My sister in law, Sandy made this for dinner the other night and it is sooooooooo good! I liked it so much that I even brought some home with me....and I hardly ever bring home any leftovers!! This is a great comfort type food and would be wonderful on a cold night!
She got the recipe from a co-worke at the VA hospital (where she works).

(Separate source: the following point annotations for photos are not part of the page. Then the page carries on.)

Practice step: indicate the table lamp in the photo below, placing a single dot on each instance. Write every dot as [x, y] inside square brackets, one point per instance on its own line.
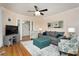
[71, 31]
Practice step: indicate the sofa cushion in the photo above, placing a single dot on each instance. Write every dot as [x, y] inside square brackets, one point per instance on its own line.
[50, 33]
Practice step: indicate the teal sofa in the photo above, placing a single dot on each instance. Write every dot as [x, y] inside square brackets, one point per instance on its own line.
[42, 42]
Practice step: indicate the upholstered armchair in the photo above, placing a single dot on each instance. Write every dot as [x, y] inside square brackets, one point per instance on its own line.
[69, 46]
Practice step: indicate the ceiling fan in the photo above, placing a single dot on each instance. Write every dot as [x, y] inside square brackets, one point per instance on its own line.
[37, 11]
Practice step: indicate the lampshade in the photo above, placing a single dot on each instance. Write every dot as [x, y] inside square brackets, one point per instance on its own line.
[37, 13]
[71, 29]
[40, 29]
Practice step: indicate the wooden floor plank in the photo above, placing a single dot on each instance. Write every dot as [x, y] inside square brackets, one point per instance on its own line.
[15, 50]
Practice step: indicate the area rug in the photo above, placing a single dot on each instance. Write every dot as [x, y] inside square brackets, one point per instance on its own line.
[51, 50]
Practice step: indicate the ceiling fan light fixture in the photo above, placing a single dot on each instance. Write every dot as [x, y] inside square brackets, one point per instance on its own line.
[37, 13]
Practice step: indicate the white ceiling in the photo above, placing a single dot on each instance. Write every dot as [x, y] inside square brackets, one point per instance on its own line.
[53, 8]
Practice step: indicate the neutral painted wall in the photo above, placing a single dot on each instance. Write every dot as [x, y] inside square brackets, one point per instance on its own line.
[70, 18]
[38, 22]
[1, 34]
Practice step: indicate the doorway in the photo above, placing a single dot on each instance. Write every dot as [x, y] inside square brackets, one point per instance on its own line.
[25, 30]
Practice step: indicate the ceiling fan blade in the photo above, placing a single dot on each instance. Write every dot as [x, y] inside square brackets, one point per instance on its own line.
[30, 11]
[43, 10]
[36, 8]
[41, 13]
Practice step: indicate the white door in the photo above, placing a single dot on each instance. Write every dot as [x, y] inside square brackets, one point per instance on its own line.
[26, 28]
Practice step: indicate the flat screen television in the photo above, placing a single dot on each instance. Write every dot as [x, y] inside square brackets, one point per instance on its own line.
[10, 29]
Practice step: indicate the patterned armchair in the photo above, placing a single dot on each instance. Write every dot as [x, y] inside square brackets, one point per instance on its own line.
[69, 46]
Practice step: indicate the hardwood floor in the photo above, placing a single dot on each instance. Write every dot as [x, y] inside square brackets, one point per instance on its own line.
[15, 50]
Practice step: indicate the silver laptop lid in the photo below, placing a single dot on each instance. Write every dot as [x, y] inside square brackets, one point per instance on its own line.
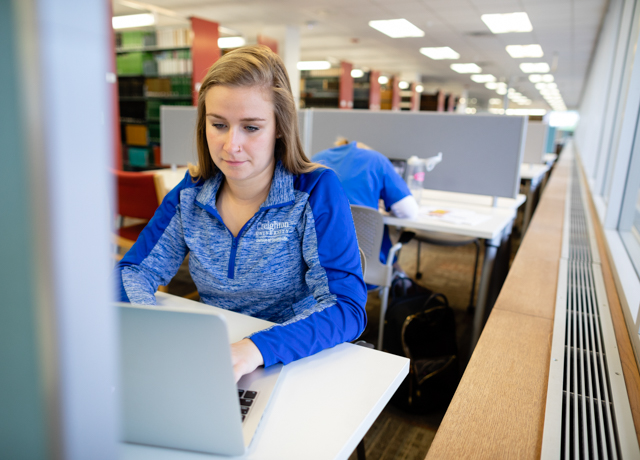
[177, 385]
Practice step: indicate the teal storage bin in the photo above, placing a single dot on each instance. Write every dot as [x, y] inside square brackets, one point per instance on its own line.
[138, 156]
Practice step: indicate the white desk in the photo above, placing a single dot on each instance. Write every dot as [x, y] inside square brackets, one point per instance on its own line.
[494, 231]
[532, 175]
[549, 158]
[171, 177]
[454, 198]
[321, 409]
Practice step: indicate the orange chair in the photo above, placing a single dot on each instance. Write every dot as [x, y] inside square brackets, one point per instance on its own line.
[139, 195]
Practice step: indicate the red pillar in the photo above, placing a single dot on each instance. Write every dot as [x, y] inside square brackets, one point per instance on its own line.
[268, 41]
[374, 90]
[204, 51]
[441, 97]
[346, 86]
[415, 98]
[395, 93]
[451, 102]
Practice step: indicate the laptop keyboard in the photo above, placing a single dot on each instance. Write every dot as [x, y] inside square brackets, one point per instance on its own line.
[246, 401]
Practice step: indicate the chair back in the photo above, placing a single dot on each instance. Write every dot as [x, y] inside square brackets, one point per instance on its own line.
[137, 195]
[369, 230]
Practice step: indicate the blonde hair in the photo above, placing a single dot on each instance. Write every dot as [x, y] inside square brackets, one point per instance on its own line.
[257, 66]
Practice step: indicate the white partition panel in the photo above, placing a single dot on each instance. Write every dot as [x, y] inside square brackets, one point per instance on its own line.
[178, 134]
[536, 143]
[481, 153]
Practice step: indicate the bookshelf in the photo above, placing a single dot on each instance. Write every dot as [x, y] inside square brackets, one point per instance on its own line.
[156, 67]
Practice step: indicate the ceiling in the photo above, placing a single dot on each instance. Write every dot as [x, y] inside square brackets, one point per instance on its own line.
[338, 30]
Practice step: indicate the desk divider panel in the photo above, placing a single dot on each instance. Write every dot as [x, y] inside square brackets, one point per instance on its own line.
[481, 153]
[178, 134]
[536, 143]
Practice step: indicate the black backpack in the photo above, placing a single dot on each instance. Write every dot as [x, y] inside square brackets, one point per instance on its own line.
[420, 325]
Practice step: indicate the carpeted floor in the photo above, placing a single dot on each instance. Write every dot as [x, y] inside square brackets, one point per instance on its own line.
[396, 434]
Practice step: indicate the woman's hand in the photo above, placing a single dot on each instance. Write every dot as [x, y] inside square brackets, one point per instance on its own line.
[245, 357]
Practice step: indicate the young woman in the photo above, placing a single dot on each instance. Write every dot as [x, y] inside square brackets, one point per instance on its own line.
[269, 233]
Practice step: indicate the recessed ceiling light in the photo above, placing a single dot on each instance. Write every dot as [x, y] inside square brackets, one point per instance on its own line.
[132, 20]
[534, 67]
[314, 65]
[443, 52]
[483, 78]
[466, 68]
[520, 51]
[532, 112]
[535, 78]
[505, 23]
[397, 28]
[231, 42]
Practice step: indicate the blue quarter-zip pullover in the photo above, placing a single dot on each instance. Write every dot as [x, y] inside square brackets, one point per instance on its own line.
[295, 262]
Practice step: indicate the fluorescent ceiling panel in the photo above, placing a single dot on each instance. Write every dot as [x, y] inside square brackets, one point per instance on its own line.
[314, 65]
[132, 20]
[466, 68]
[541, 78]
[483, 78]
[443, 52]
[397, 28]
[506, 23]
[533, 112]
[231, 42]
[534, 67]
[520, 51]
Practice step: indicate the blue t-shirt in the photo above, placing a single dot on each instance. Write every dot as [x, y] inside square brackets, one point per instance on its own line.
[366, 176]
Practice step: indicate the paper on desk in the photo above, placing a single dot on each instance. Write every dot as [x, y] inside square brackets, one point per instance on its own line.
[453, 216]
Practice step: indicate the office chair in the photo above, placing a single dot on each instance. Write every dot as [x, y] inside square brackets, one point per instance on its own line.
[369, 230]
[445, 239]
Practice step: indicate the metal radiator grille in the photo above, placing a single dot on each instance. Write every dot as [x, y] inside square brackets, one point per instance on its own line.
[583, 419]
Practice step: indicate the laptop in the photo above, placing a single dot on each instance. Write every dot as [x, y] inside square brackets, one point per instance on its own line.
[177, 387]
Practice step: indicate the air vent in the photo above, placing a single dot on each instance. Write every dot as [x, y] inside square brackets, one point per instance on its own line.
[587, 413]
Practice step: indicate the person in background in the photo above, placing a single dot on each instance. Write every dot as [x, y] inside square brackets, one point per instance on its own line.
[368, 177]
[269, 233]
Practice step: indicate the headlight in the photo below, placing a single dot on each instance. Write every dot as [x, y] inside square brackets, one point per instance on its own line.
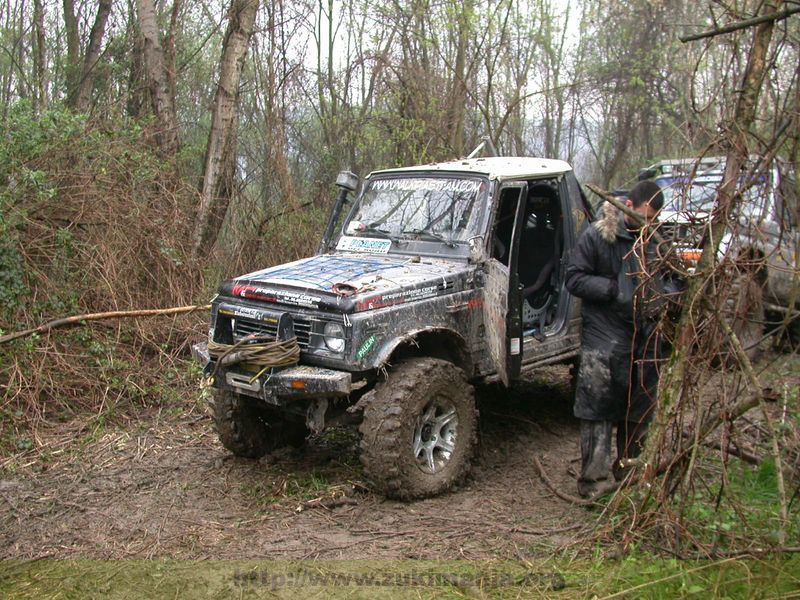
[334, 336]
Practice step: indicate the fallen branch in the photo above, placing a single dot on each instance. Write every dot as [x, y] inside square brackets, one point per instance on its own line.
[327, 503]
[117, 314]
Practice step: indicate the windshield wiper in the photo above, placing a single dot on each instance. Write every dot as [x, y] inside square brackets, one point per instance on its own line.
[380, 232]
[422, 233]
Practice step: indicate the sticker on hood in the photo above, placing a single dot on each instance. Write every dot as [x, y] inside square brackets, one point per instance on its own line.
[367, 245]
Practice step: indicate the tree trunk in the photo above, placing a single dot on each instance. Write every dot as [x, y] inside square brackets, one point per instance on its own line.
[73, 50]
[737, 141]
[459, 96]
[220, 163]
[40, 96]
[158, 79]
[86, 84]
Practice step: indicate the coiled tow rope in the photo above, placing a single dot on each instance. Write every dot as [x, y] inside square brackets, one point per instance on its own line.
[267, 354]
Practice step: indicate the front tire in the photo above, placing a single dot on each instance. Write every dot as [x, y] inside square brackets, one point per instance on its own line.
[419, 429]
[248, 428]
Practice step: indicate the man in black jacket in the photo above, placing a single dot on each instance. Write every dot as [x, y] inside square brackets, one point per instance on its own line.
[618, 379]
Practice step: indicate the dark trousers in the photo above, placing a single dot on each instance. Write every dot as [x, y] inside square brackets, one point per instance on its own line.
[596, 465]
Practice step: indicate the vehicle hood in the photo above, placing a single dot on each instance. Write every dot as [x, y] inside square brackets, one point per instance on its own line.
[352, 282]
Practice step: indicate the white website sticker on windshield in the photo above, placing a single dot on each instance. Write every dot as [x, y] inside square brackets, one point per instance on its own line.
[368, 245]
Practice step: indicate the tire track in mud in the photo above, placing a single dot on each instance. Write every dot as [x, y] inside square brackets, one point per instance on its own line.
[165, 487]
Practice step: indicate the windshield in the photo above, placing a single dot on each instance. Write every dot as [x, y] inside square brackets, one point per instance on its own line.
[445, 209]
[700, 195]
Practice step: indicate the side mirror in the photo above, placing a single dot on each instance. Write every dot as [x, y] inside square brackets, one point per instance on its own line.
[645, 174]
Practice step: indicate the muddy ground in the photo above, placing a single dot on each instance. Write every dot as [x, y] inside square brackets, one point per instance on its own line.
[159, 484]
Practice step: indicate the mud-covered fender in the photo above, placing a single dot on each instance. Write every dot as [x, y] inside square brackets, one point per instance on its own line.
[429, 341]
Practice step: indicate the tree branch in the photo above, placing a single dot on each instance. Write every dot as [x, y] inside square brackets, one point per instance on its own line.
[777, 16]
[117, 314]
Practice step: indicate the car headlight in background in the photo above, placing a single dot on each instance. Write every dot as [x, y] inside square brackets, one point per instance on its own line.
[334, 337]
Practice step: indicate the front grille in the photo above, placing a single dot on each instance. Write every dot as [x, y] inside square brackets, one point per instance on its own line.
[243, 327]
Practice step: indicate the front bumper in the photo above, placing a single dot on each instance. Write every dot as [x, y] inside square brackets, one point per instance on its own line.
[281, 385]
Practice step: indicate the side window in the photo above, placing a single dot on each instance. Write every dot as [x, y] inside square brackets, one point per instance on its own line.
[504, 225]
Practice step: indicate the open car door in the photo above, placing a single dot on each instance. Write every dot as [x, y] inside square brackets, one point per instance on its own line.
[502, 305]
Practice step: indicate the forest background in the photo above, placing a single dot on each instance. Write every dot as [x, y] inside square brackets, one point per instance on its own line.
[150, 149]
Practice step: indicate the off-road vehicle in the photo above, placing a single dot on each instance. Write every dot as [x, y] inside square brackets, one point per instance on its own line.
[762, 239]
[439, 277]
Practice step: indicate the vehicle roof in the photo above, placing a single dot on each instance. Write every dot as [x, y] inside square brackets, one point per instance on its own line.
[495, 167]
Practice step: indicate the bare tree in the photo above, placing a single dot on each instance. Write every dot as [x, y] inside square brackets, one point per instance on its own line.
[220, 161]
[82, 96]
[163, 102]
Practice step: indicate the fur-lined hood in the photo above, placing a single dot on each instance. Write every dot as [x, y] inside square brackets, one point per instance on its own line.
[609, 223]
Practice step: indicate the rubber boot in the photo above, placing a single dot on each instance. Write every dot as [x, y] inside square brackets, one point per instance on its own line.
[595, 457]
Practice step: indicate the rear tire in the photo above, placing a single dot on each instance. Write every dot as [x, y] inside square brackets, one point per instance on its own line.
[419, 429]
[248, 428]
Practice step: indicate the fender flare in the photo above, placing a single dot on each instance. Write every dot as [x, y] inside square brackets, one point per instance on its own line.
[449, 345]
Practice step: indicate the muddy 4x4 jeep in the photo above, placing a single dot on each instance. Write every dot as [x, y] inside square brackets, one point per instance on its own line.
[441, 276]
[762, 240]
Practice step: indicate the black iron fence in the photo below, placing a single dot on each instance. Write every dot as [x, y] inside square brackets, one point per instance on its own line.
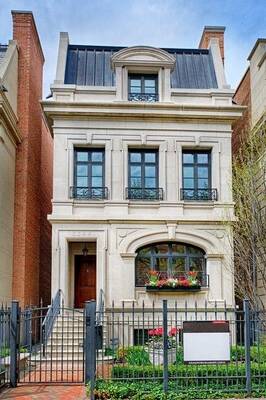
[125, 343]
[149, 344]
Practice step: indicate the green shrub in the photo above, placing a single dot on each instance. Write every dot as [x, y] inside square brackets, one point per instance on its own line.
[186, 375]
[136, 355]
[154, 391]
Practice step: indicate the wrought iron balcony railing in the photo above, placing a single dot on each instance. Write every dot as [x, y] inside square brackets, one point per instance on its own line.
[199, 194]
[177, 279]
[144, 193]
[89, 193]
[149, 97]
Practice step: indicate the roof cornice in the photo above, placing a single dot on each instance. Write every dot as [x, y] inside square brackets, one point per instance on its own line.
[120, 110]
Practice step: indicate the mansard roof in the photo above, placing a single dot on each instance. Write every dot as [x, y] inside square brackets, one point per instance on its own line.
[91, 65]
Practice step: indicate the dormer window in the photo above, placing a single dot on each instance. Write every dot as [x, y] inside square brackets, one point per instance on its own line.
[142, 87]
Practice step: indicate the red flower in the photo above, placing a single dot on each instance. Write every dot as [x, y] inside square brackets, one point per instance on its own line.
[173, 331]
[156, 332]
[193, 274]
[162, 282]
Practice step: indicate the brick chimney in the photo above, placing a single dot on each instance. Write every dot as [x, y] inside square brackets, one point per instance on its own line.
[26, 249]
[212, 32]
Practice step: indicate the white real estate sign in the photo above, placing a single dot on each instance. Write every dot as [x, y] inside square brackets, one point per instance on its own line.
[206, 341]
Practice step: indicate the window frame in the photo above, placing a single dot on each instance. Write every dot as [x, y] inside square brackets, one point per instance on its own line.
[142, 77]
[170, 255]
[89, 163]
[195, 165]
[143, 164]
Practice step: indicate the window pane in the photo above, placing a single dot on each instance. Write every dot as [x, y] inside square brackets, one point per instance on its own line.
[135, 182]
[178, 248]
[82, 182]
[135, 82]
[188, 158]
[135, 157]
[203, 172]
[150, 157]
[203, 183]
[150, 183]
[149, 90]
[82, 170]
[97, 170]
[188, 183]
[203, 158]
[96, 182]
[135, 171]
[82, 156]
[96, 156]
[188, 172]
[161, 264]
[178, 265]
[143, 266]
[150, 172]
[196, 264]
[149, 82]
[135, 89]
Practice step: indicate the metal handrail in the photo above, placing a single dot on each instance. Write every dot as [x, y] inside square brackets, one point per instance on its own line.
[89, 193]
[144, 193]
[148, 97]
[52, 313]
[100, 309]
[199, 194]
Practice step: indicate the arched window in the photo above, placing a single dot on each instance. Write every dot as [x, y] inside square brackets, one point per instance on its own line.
[170, 259]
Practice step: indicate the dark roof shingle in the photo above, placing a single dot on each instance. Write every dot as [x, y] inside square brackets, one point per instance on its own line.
[90, 65]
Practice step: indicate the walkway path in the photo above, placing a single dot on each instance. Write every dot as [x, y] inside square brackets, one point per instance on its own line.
[43, 392]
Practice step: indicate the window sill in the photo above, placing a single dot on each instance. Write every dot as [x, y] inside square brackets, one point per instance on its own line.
[176, 289]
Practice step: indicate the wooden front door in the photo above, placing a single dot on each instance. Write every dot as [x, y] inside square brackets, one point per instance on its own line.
[85, 279]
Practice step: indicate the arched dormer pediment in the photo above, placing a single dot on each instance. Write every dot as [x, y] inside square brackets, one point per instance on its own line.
[142, 56]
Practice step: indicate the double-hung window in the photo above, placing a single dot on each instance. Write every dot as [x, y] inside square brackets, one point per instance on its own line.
[143, 175]
[197, 176]
[89, 174]
[142, 87]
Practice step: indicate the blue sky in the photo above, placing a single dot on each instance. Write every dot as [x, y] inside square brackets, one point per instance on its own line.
[160, 23]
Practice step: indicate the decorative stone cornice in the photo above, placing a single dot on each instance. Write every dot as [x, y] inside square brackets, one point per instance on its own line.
[181, 112]
[142, 56]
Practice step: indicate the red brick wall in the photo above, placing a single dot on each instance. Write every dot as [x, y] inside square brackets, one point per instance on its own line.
[28, 193]
[242, 98]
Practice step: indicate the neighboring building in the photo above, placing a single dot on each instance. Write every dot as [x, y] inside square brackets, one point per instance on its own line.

“Senior associate editor Ellen Harter Wall first made this curried soup to feed hungry hikers when she worked at a backcountry camp in the Sierras. Now she makes it to feed her colleagues and her family. The vegetables and rice absorb the curry flavor, and the apple adds just a touch of sweetness.”
4 TBSP butter (or 2 TBSP olive oil)
1 onion, chopped
2 carrots, chopped
1 large celery stalk, chopped
1 green pepper, chopped
1 apple, cored, peeled and chopped
1-½ pounds boneless, skinless chicken breast, chopped (uncooked)
½ cup flour
2 to 3 tsp. curry powder
5 cups chicken broth
1 (14-½ oz.) can diced tomatoes, drained
Salt and pepper
2 cups hot cooked rice

1. Melt the butter, or heat the oil, in a large pot over medium heat. Add the onion, carrots, celery, green pepper, apple, and chicken and saute for about 15 minutes. Turn the heat to low.
2. In a small bowl, mix together the flour and curry powder. Add the mixture to the pot, then stir and cook of 3 to 5 minutes. Add the chicken broth and tomatoes. Partially cover the pot and simmer the soup for about an hour, stirring occasionally. Add the salt and pepper to taste.
3. To serve, place about ¼ cup of rice in a bowl and ladle the soup over the rice.
Makes about 8 cups.

Recipe source: Sandy Tart (my sister-in-law).